Pearson correlation analysis revealed a statistically significant, though modest, inverse correlation between albumin levels and the measurement error of the sensor compared to laboratory values: r = −0.3355 (p < 0.00001) for HCT and r = −0.1577 (p = 0.036) for HB. Although these correlations indicate a potential influence of plasma protein concentration on measurement accuracy, the strength of association is limited, particularly for HB.
These results suggest that albumin alone may not be a sufficient explanatory variable, but rather a component of a more complex physiological framework affecting sensor performance. A multivariate correction model, potentially incorporating total plasma proteins alongside albumin, HCT, and treatment time, could better account for interindividual variability in blood composition and improve the predictive accuracy of sensor-derived values.
Future studies with larger datasets should explore this possibility, as well as the potential role of biochemical and hemodynamic parameters as covariates in real-time calibration algorithms.

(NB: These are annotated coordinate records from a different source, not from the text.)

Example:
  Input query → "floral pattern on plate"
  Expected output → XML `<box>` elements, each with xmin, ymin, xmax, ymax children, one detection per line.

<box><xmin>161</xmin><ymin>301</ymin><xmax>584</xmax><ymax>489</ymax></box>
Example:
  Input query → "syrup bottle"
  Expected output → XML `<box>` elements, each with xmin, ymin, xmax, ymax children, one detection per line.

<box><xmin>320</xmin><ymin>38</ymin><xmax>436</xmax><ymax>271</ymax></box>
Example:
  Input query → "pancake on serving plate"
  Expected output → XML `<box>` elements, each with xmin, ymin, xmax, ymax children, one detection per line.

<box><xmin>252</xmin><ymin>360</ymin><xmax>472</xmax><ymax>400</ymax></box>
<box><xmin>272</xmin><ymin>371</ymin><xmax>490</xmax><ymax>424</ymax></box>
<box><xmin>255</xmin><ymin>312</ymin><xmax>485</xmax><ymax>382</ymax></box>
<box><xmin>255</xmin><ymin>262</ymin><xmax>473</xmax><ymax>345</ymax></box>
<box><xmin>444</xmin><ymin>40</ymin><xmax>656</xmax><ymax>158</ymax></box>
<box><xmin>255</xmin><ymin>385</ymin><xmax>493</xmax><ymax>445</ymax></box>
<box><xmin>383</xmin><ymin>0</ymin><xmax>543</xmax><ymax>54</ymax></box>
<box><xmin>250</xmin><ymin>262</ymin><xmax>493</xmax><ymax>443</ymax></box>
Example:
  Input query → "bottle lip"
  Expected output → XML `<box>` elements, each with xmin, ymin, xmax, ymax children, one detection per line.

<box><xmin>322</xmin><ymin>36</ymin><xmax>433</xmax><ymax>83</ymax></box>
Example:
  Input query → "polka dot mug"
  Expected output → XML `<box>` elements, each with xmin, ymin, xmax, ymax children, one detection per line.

Based on our results, we propose the application of a fixed correction factor at the start of treatment—+7.55% for HCT and +1.69 g/dL for HB—in order to align sensor-derived values with laboratory measurements. In order to verify the efficacy of the implemented correction, the Bland–Altman method was employed to analyze the data. The results, as illustrated in
Figure 2, demonstrate that the mean differences for both HB and HCT are in close proximity to zero.
Limitations of the Study
This study presents several limitations that should be acknowledged. First, although a relatively large number of blood samples (n = 177) were analyzed, the total patient cohort consisted of only 20 individuals, making this an exploratory study. The limited sample size reduces statistical power and prevents robust subgroup analysis. Second, there was considerable heterogeneity in patient characteristics. The age distribution (60.9 ± 16 years) and hemodialysis vintage (58.6 ± 51 months) show high variability, which may confound interpretation of trends and sensor accuracy. Third, while the cohort was predominantly Caucasian (70%) and hypertensive, the ethnic and comorbidity composition may limit generalizability to broader, more diverse populations. Similarly, the uneven distribution of ESKD etiologies (e.g., diabetic nephropathy, glomerulonephritis) reflects the heterogeneity typically seen in real-world settings, but makes it difficult to isolate the effects of specific clinical variables on measurement accuracy. Fourth, measurements were performed at treatment start, with limited evaluation at 1 h and no data for the final phase of dialysis, thereby limiting insight into sensor performance throughout the full treatment cycle. Lastly, due to the exploratory nature of the study, correction factors were derived empirically and require validation in a larger, prospective cohort before clinical application.